Джантар снова оглянулся на Николь. Осунулась, взгляд потухший. Идет, еле переставляя ноги. Но молчит. Ее выбор. Хочет играть по-взрослому, пусть несет выбранную ношу до конца. А он будет нести свою – саму Николь, хоть она этого и не понимает. Не возьмут к травницам, будет искать ей другое место. Или не будет… оставит подле. Джантар досадливо скривился.
Она словно не видит границ, не видит преград. «Ничего не боится… кроме меня», – невесело усмехнулся Джантар. Взламывает реальность, а глаза такие невинные. Как вот с этим ирлисом. Откуда ей знать, что существует целая наука по привязыванию зверей к хозяину. Охотники северных гор, откуда родом Тахир, тратят многие месяцы, чтобы сломить дух обычных хищников, проще и слабее, чем ирлис. Через голод, избиение, плен, чтобы единственное, что осталось в мире зверя – рука человека, дающая и карающая. Наказывающая и ласкающая. И в конце ломается зверь. Открывает душу и сливается с хозяином. Отдает себя в вечное рабство, теряет право на собственную жизнь и свободу. Не каждый зверь идет на такое – иногда выбирает смерть вместо рабства.
Особое положение в обществе занимают охотники, получившие себе такого верного питомца.
И тут пигалица, которая ни дьявола не знает в этом мире, сходу привязывает к себе ирлиса. Ядовитого, мать его, ирлиса из Белых Земель. Кому расскажи – не поверит. И сомнений в этом нет никаких – ее прозрачные глаза полны рыжих всполохов.
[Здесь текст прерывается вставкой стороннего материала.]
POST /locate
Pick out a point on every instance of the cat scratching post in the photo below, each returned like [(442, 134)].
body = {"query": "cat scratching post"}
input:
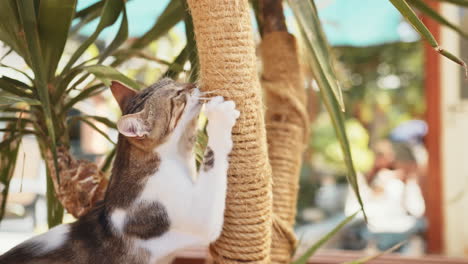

Ирлис уже отдал нити своей жизни в ее руки. Нелепое стечение обстоятельств – детеныш так обессилен, что он, видимо, инстинктивно отдался Николь, лишь бы выжить. Впрочем, вокруг нее все сплошное «нелепое стечение обстоятельств».
Джантар частенько возвращался в мыслях к тому злополучному дню, когда она появилась в теле его игрушки. А может, там и нет никакого умысла? Может, задача у помощника садовника была лишь выманить Джантара взломом печатей, а попытка оживить сьяринту – его личная прихоть? Может, он решил воспользоваться поводом и вкусить недоступную простым людям ненасытность суккубы? Интересно, тогда откуда он камень души такой странный взял. Хотя чего только не продается на обычных блошиных рынках. Представить, что парень купил по дешевке никому не годный камень душ, а потом, взломав печати, решил воспользоваться моментом, было проще, чем гадать, кому понадобилась такая нелепая девчонка, как Николь.
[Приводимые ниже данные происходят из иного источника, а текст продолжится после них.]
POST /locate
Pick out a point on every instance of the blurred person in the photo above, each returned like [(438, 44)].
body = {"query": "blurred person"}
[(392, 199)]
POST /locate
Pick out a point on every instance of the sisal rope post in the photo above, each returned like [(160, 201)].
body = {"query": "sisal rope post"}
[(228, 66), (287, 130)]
– Ты уверен? – спросила его непривычно молчаливая Талиса.
– Нет, – ответил Джантар.
Его жизнь разлеталась на тысячу осколков, и он ни в чем теперь не был уверен.
Вечером был кризис. В какой-то момент мне даже показалось, что сердце замерло – на несколько секунд остановилось биение внутри малыша. Помог Тахир, сидевший рядом. Жесткий удар точно в центр хрупкого тела – и я снова подхватила рваный ритм, наполняя его всей доступной мне силой. Даже вскрикнуть не успела.
Тахир по дороге, криво усмехаясь, объяснил про привязку. Оказывается, мои ощущения, что я дышу за малыша, – вовсе не красивая метафора. Он несколько раз предлагал мне «отцепиться», «отпустить», но я упрямо мотала головой и изо всех сил представляла, как от меня идет сила к детенышу. Фантазировала и одновременно верила. Мне ли не верить в чудеса? Всю дорогу сжимала зубы и представляла, как от меня льется нечто неосязаемое и наполняет котенка. А после кризиса явственно ощутила, что всё будет хорошо. Словно сорвала жизнь детеныша с чужого крючка.